# Stand-up paddleboard fishing



## JOSHua (Oct 9, 2008)

anyone tried it? not quite kayaking but this forum is the closest to it.
im gonna be headed out of the pass today around noon and try to find some ling as long as the wind doesnt get any crazier.


----------



## Linkovich (Oct 24, 2007)

http://www.pensacolafishingforum.com/f49/not-really-kayak-but-close-84325/ This one's mine

I haven't got to fish it much yet, but my goal is to catch a cobia off of it this year!


----------



## Lateralus (Oct 9, 2007)

Hell yeah, I do it all the time on my BOTE Gator belly! It a feakin blast.


----------



## thecalmbeforethestorm (Nov 6, 2010)

now that looks like alot of fun


----------



## Mad Hooker (Jun 2, 2010)

I see people doing it right in my back yard.. little sabine


----------



## Capt. Redbeard (May 19, 2010)

Yea, but can you our would you try to catch a Cobia off one??


----------



## JOSHua (Oct 9, 2008)

so i went out and seen at least 30-35 cobia. i cast bucktails, spoons, and rapalas at them with no hit whatsoever. i seen one that was as big as an ironing board. i had never seen so many cobia in one day before.


----------



## TURTLE (May 22, 2008)

JOSHua said:


> anyone tried it? not quite kayaking but this forum is the closest to it.
> im gonna be headed out of the pass today around noon and try to find some ling as long as the wind doesnt get any crazier.

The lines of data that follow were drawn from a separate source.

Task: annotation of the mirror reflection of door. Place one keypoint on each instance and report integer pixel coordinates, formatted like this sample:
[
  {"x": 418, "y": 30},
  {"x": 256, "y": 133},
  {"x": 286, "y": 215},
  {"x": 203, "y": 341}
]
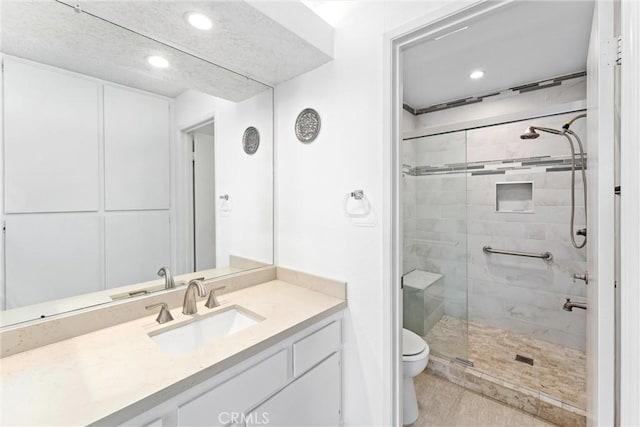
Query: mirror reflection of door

*I was wanting to get one as well and was gonna try and fish of it. Anyone know where I can get a good and cheap paddle board.*


----------



## gottafish (Oct 6, 2007)

JOSHua said:


> so i went out and seen at least 30-35 cobia. i cast bucktails, spoons, and rapalas at them with no hit whatsoever. i seen one that was as big as an ironing board. i had never seen so many cobia in one day before.


This is looking to be one of the best cobia seasons in years. What beach did you see them at?


----------